TEMPO Interaktif, Jakarta - Anggota Panitia Seleksi Pimpinan Komisi Pemberantasan Korupsi (KPK), Rhenald Kasali, menuturkan tren korupsi di Indonesia kini beralih ke ranah legislatif, seperti lembaga DPR. "Ada yang blur dari sisi penyediaan anggaran di sana," kata Kasali dalam diskusi di Warung Daun Cikini, Sabtu, 11 Juni 2011.
Penganggaran di wilayah legislatif dinilainya belum transparan. "Mudah digoyang," kata Guru Besar Fakultas Ekonomi Universitas Indonesia itu. Penggoyang lembaga legislatif (DPR) itu bisa dari pengusaha maupun legislator yang menyaru menjadi pengusaha.
Di sisi lain, Sekretaris Satuan Tugas Pemberantasan Mafia Hukum, Denny Indrayana, menuturkan korupsi yang merusak merupakan korupsi politik. "Ini hulunya," kata Denny.
Denny mencontohkan hulu korupsi seperti dalam pemilihan umum, pemilihan kepala daerah, hingga pengadaan barang dan jasa. Sementara itu, hilirnya adalah korupsi hukum. "Korupsi yang terjadi ketika ada kasus hukum," kata Denny.
Antara hulu dan hilir, Denny menguraikan jembatannya adalah pebisnis. "Pebisnis bisa membayar politikus maupun aparat penegak hukum demi kepentingan mereka," papar Denny.
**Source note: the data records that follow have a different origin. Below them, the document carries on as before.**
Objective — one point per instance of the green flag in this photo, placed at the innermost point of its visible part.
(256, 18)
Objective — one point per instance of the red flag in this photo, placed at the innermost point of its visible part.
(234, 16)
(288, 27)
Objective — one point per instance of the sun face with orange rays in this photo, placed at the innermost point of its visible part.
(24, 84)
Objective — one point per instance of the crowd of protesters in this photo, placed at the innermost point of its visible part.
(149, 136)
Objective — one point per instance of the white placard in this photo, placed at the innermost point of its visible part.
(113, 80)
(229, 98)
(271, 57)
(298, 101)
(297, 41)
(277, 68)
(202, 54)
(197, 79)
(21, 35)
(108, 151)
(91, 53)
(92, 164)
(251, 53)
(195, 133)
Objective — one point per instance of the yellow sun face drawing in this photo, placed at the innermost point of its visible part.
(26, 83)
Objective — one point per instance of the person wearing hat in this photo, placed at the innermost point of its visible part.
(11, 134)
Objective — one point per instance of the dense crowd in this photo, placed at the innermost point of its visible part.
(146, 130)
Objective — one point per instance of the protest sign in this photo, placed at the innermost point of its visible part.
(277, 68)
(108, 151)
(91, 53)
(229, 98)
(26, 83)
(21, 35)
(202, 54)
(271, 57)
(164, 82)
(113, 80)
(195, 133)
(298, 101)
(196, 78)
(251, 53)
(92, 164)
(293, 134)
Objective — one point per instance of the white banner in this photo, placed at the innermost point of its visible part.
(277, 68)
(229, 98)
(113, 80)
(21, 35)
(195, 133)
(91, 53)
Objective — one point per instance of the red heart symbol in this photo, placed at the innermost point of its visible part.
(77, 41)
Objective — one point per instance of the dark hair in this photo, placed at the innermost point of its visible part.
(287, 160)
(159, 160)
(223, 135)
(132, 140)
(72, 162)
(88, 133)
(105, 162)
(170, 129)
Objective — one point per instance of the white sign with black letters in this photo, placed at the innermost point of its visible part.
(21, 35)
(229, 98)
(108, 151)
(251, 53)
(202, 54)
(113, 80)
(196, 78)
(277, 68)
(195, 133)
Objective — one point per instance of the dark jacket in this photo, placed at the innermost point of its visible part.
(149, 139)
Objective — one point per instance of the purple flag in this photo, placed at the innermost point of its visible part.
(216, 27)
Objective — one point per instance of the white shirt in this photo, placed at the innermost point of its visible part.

Salah satu upaya mengurangi korupsi politik adalah memperbaiki partai politik. "Kita sudah on the track dengan menyederhanakan partai politik," kata Denny. Dengan semakin sedikitnya partai politik, kian mudah mengatur manajemen kepentingan. "Sistem ini bagus untuk sistem presidensial."